Every individual has different financial needs. Hence, every investor has a unique investment plan. While some investors prefer investing in a lump sum, some others like to stagger their investments and use a systematic investment plan (SIP). While some investors seek capital growth, some others want regular income from their investments. There are many tools and facilities extended by fund houses to meet the expectations of different types of investors. One such facility is a Systematic Withdrawal Plan (SWP). A Systematic Withdrawal Plan or SWP is a facility extended to investors allowing them to withdraw a fixed amount from a mutual fund scheme regularly. You can choose the amount and frequency of withdrawal, and you can also choose to just withdraw the gains on your investment keeping your invested capital intact.

Key Features of SWP

Regular Redemption

It is a facility to redeem units regularly from your mutual fund portfolio at predetermined intervals.

Flexible Frequency

You can choose the frequency of withdrawals - monthly, quarterly, or as per your convenience.

Withdrawal Options

You can either withdraw a fixed amount or only the capital appreciation, keeping your principal intact.

Regular Income

It is ideal for investors seeking regular income from their investments without liquidating entire holdings.
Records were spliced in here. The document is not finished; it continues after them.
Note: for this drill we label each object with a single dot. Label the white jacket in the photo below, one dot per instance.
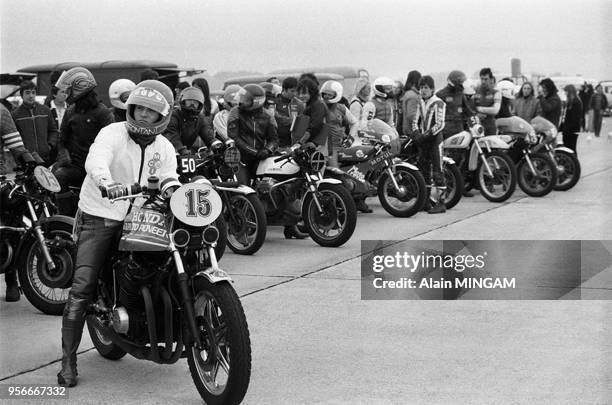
(115, 157)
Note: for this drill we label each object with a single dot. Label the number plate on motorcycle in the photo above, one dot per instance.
(46, 179)
(196, 204)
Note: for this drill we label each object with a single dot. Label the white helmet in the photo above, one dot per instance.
(469, 87)
(507, 88)
(331, 92)
(119, 91)
(383, 87)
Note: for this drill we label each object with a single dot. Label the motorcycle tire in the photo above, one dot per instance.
(454, 185)
(504, 176)
(416, 192)
(543, 182)
(105, 347)
(225, 334)
(47, 289)
(246, 233)
(339, 215)
(568, 172)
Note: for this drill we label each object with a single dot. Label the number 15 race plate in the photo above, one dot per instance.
(196, 204)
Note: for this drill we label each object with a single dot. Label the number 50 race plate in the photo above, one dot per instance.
(196, 204)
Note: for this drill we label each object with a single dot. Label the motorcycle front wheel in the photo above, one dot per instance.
(246, 227)
(541, 182)
(568, 170)
(221, 371)
(335, 224)
(48, 289)
(501, 185)
(410, 199)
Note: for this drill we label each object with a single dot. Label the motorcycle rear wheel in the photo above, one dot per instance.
(222, 370)
(569, 174)
(247, 232)
(543, 181)
(34, 273)
(336, 224)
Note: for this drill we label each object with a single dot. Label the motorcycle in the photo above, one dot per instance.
(37, 243)
(483, 161)
(454, 179)
(373, 169)
(537, 173)
(162, 295)
(292, 189)
(242, 211)
(567, 163)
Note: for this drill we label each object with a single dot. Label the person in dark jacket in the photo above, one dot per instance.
(188, 124)
(549, 101)
(35, 123)
(82, 122)
(599, 103)
(253, 130)
(572, 119)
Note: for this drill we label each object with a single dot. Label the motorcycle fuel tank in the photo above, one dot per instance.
(268, 167)
(458, 141)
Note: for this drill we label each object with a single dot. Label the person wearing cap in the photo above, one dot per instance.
(253, 130)
(123, 153)
(118, 93)
(35, 123)
(188, 124)
(84, 119)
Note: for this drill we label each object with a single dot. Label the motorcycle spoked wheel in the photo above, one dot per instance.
(568, 170)
(247, 232)
(501, 186)
(222, 371)
(540, 183)
(454, 185)
(336, 223)
(415, 192)
(104, 346)
(47, 289)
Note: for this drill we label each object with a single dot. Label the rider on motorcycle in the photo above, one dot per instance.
(253, 130)
(10, 138)
(123, 153)
(427, 129)
(187, 124)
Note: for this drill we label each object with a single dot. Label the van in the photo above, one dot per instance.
(107, 72)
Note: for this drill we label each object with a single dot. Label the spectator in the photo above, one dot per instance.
(525, 103)
(549, 102)
(599, 103)
(410, 101)
(81, 124)
(35, 123)
(572, 118)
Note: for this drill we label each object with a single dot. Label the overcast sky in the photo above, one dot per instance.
(387, 37)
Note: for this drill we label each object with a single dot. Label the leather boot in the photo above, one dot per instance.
(12, 290)
(72, 330)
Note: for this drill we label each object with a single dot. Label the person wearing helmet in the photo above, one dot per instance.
(458, 108)
(123, 153)
(410, 101)
(118, 93)
(288, 107)
(253, 130)
(82, 122)
(188, 124)
(427, 129)
(487, 101)
(220, 120)
(380, 106)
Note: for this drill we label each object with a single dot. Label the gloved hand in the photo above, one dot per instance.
(263, 154)
(113, 190)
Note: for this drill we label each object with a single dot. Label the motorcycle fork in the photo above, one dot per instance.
(186, 297)
(40, 236)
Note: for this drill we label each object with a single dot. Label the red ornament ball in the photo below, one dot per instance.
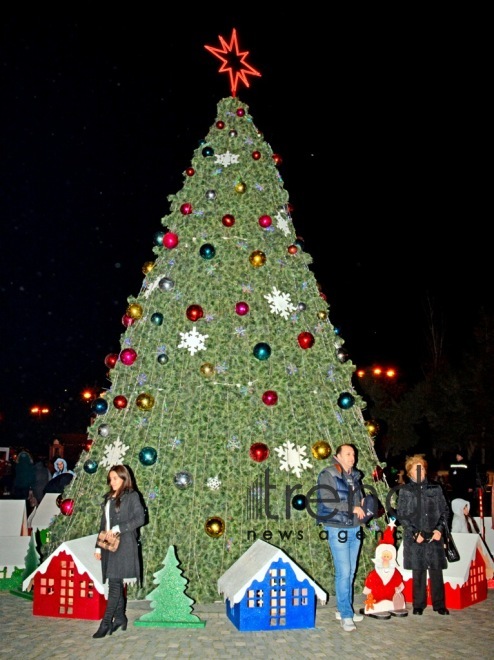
(170, 240)
(128, 356)
(111, 360)
(67, 507)
(186, 209)
(270, 398)
(120, 402)
(306, 340)
(259, 452)
(194, 313)
(242, 308)
(265, 221)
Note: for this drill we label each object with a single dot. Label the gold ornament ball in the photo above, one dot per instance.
(207, 369)
(134, 310)
(321, 450)
(257, 258)
(147, 267)
(214, 527)
(145, 401)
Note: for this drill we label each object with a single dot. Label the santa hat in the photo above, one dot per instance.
(387, 542)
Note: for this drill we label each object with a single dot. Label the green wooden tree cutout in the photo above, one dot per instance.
(171, 607)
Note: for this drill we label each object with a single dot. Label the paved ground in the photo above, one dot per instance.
(465, 633)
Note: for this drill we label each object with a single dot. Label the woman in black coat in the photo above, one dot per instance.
(423, 511)
(122, 515)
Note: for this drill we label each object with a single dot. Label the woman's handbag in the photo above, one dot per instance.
(111, 544)
(450, 548)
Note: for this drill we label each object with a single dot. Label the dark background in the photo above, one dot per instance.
(381, 124)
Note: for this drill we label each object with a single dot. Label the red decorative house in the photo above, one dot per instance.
(465, 581)
(68, 584)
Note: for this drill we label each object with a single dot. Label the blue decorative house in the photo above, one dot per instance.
(266, 590)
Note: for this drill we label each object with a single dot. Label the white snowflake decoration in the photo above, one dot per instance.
(227, 158)
(280, 303)
(114, 454)
(293, 458)
(193, 341)
(213, 483)
(282, 223)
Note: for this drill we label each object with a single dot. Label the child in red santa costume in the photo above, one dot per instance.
(384, 584)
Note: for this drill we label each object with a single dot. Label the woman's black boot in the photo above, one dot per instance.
(103, 630)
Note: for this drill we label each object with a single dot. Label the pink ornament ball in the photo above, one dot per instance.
(265, 221)
(242, 308)
(67, 507)
(270, 398)
(170, 240)
(128, 356)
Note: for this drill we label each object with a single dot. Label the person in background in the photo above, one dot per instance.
(61, 478)
(462, 520)
(423, 511)
(24, 475)
(339, 510)
(123, 514)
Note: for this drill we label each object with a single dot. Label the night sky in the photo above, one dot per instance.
(381, 132)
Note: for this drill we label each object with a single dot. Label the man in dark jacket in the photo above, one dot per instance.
(423, 511)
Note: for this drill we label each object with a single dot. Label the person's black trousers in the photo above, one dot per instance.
(419, 578)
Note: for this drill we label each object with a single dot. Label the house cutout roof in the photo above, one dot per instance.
(13, 518)
(457, 572)
(82, 552)
(45, 512)
(13, 551)
(253, 565)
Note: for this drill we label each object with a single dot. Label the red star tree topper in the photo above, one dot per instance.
(233, 62)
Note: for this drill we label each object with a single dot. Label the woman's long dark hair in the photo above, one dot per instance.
(126, 486)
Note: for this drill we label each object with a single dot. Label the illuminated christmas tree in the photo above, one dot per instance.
(232, 388)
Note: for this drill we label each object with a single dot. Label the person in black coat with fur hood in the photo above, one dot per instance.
(423, 511)
(122, 515)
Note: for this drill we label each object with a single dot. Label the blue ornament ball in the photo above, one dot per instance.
(90, 466)
(299, 502)
(148, 456)
(346, 400)
(99, 406)
(262, 351)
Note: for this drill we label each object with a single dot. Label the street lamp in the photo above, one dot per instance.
(39, 411)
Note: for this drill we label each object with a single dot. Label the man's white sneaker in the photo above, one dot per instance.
(348, 625)
(357, 618)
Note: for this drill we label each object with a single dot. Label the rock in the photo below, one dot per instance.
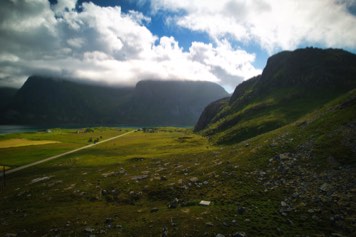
(239, 234)
(36, 180)
(324, 187)
(108, 221)
(204, 203)
(241, 210)
(139, 177)
(174, 203)
(10, 235)
(210, 224)
(164, 231)
(108, 174)
(337, 235)
(154, 209)
(89, 230)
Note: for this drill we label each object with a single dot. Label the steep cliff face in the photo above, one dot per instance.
(291, 85)
(43, 100)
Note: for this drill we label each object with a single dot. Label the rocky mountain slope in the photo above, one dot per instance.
(292, 85)
(43, 100)
(6, 96)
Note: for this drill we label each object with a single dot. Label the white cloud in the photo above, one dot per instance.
(272, 24)
(105, 45)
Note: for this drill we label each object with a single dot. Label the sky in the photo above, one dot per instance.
(120, 42)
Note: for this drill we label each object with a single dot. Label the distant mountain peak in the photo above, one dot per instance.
(292, 83)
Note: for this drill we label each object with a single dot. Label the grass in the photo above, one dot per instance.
(138, 184)
(63, 140)
(23, 142)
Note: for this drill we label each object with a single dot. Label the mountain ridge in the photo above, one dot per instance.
(47, 100)
(292, 84)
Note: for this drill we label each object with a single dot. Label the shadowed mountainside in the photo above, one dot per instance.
(291, 85)
(43, 100)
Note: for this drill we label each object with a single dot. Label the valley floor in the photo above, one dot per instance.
(151, 183)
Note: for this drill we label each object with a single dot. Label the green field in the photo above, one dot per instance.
(147, 182)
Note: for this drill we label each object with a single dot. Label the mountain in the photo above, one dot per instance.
(170, 102)
(6, 96)
(292, 84)
(44, 100)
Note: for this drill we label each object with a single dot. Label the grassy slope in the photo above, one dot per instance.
(291, 85)
(67, 140)
(104, 188)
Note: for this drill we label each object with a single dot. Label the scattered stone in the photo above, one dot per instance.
(337, 235)
(164, 231)
(325, 187)
(89, 230)
(139, 177)
(241, 210)
(239, 234)
(209, 224)
(154, 209)
(36, 180)
(174, 203)
(10, 235)
(204, 203)
(108, 174)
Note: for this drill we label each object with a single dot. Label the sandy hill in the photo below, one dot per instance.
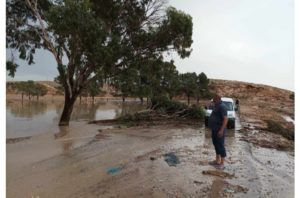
(243, 90)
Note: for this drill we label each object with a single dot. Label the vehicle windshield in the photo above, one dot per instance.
(228, 105)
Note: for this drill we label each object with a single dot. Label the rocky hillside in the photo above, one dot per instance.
(266, 112)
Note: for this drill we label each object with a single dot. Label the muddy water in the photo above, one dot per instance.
(74, 162)
(32, 118)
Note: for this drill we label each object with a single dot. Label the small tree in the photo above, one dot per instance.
(188, 82)
(202, 89)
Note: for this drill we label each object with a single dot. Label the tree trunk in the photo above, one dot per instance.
(142, 100)
(68, 108)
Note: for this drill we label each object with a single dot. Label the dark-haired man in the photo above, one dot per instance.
(218, 122)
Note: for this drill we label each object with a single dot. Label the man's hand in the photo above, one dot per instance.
(220, 133)
(224, 124)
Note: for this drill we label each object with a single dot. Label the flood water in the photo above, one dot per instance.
(73, 161)
(38, 117)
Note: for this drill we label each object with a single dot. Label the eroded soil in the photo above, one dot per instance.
(74, 163)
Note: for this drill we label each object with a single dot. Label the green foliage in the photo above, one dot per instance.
(99, 38)
(11, 67)
(292, 96)
(196, 112)
(164, 104)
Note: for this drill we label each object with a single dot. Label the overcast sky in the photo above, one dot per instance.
(245, 40)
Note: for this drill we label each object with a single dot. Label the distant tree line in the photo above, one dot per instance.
(160, 79)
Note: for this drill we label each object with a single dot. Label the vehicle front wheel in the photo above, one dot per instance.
(206, 121)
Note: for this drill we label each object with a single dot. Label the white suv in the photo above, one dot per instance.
(230, 106)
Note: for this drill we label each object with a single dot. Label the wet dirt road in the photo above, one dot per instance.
(75, 163)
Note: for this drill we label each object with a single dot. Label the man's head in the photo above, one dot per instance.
(217, 99)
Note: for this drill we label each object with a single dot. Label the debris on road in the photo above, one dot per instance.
(113, 170)
(171, 159)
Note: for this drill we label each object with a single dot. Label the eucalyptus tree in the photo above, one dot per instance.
(188, 83)
(202, 89)
(89, 38)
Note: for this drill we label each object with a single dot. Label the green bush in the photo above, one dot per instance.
(164, 104)
(196, 112)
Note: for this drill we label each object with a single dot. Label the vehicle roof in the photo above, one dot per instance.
(227, 99)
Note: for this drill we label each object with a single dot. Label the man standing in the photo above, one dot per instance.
(218, 122)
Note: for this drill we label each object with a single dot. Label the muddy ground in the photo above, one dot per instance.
(81, 161)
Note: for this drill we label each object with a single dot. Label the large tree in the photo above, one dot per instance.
(89, 38)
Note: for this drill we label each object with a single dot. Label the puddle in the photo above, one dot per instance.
(34, 118)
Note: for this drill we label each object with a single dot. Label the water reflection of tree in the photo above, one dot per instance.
(27, 109)
(128, 108)
(85, 111)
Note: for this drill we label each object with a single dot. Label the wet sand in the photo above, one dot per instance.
(74, 163)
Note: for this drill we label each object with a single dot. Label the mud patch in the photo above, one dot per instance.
(15, 140)
(221, 188)
(221, 174)
(267, 140)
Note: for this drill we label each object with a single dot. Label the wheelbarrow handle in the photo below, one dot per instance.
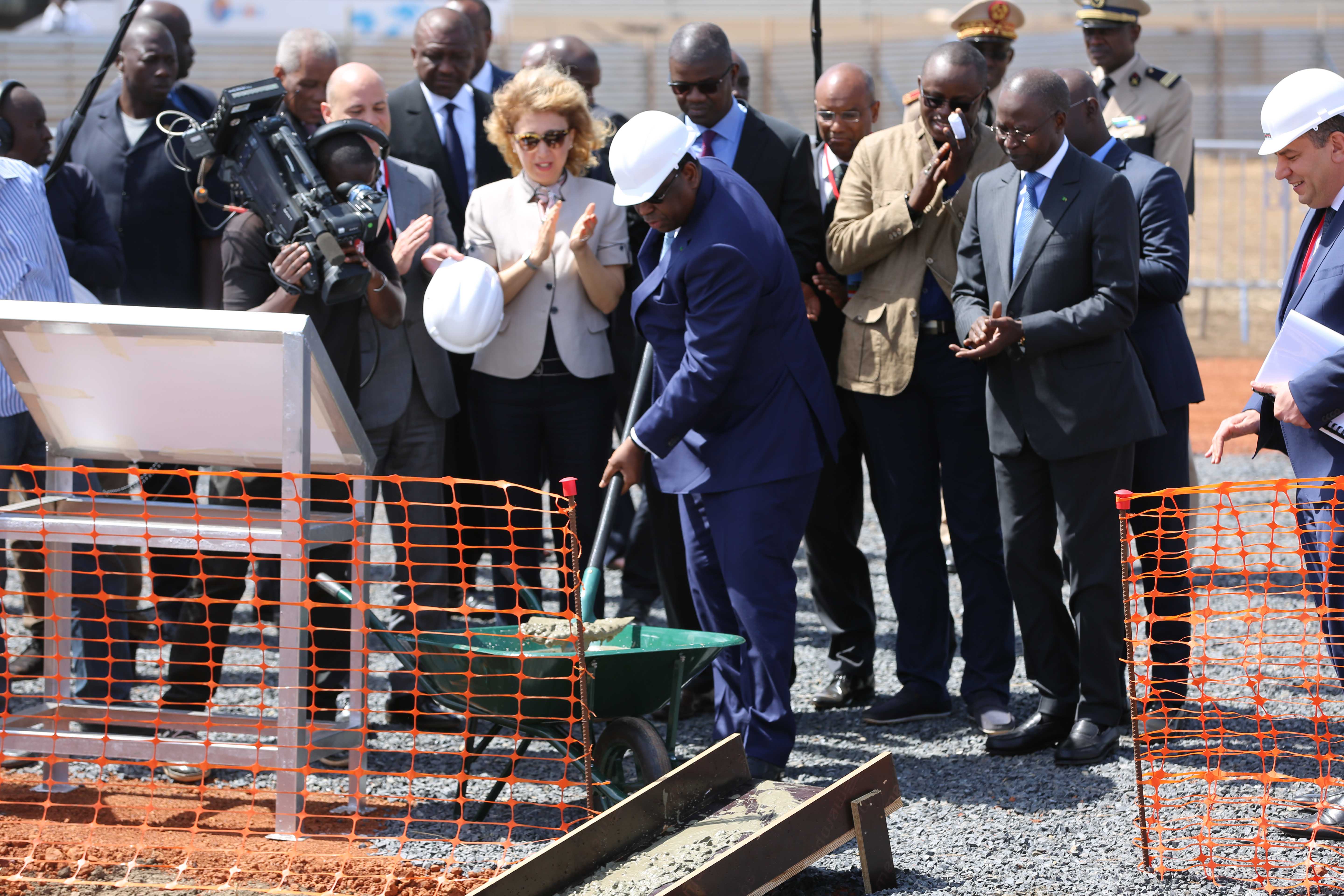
(597, 551)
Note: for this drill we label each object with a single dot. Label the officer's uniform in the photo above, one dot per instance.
(979, 22)
(1144, 107)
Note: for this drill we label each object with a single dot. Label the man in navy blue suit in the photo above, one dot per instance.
(1159, 336)
(744, 412)
(1304, 128)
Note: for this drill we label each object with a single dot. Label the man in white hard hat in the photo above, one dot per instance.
(744, 412)
(1304, 127)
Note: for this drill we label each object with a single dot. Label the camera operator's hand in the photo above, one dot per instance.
(292, 264)
(546, 237)
(409, 242)
(437, 254)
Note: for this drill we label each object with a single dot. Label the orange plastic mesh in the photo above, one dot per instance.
(1259, 739)
(132, 608)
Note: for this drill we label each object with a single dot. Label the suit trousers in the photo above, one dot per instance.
(932, 441)
(1160, 535)
(1322, 538)
(740, 550)
(427, 565)
(838, 569)
(1073, 653)
(561, 425)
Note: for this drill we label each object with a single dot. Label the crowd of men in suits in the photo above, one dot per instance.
(999, 315)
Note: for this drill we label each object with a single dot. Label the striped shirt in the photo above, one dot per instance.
(33, 268)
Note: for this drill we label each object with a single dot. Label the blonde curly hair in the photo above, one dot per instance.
(548, 89)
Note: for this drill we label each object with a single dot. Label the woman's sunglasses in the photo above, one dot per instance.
(553, 139)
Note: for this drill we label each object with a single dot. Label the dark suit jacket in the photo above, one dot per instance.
(776, 159)
(150, 203)
(740, 387)
(416, 140)
(1076, 386)
(1159, 330)
(1319, 392)
(88, 237)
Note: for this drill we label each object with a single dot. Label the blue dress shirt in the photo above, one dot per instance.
(33, 266)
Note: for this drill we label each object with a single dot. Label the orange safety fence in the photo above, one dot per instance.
(189, 702)
(1238, 588)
Benefits of Systematic Withdrawal Plan (SWP)

Tax Benefits

As an investor, if you desire regular income from your investments, you can either opt for the Dividend option or an SWP. When fund houses distribute dividends, they deduct Dividend Distribution Tax (DDT) at 10% at source. With SWP, there is no tax deducted at source, but capital gains tax applies based on scheme type and withdrawal amount.

Rupee Cost Averaging

When you opt for an SWP, a certain number of units are redeemed regularly. During high markets, fewer units are redeemed for a fixed amount, while during low markets, more units are redeemed. This averages your returns and protects you from potential losses that could arise if you sell all units during a bear market.

Ideal in Bull Run

While most investments offer great returns in a bull run, if you have opted for an SWP and your annual withdrawal amount is lesser than the returns generated by the scheme, then your investment will last much longer. Also, by withdrawing the gains offered by the bullish phase, you can pocket the profits while maintaining your investment.

Investment Discipline

Like a SIP helps you learn the disciplined approach to investing, an SWP helps you steer clear of withdrawing large amounts due to panic if the markets correct themselves. It creates a systematic approach to withdrawals, ensuring you don't make emotional decisions during market volatility.

Capital Gains Tax on SWP

Fund Type Holding Period Tax Rate Notes
Equity Funds Less than 1 year 15% Short-term capital gains tax
Equity Funds 1 year or more 10% (above ₹1 lakh) Long-term capital gains, first ₹1 lakh tax-free
Debt Funds Less than 3 years As per tax slab Short-term capital gains, added to income
Debt Funds 3 years or more 20% after Indexation Long-term capital gains with indexation benefit

Effective Uses of SWP

Secondary Income

In today's times, an additional source of income is needed to tide over the rising cost of living. Investing in Mutual Funds and withdrawing via an SWP is a great way to create a regular source of secondary income without liquidating your entire investment.

Create Your Own Pension

Regardless of whether you have a pension plan or not, you can create a corpus around 5 years before retirement and invest it in a mutual fund scheme according to your risk tolerance. Once you retire, you can start an SWP and create your own pension.

Protect Your Capital

If you are highly averse to taking risks, you can initially invest in Arbitrage Mutual Fund Schemes which offer assured returns with near-zero risk. You can opt for the dividend option and invest the dividend in a debt scheme using a SIP. Eventually, you can start an SWP and earn regular income without risking your capital.

Final Thoughts

As you can see, a Systematic Withdrawal Plan is a good tool to have in your toolbox. Whether you are a newbie or an experienced investor, an SWP can be used effectively to achieve your financial goals. It offers tax benefits, rupee cost averaging, and helps maintain investment discipline. Keep this tool in mind while creating your financial plan, especially if you need regular income from your investments. SWP allows you to withdraw systematically while keeping your investment growing, making it an ideal solution for retirement planning and creating secondary income sources.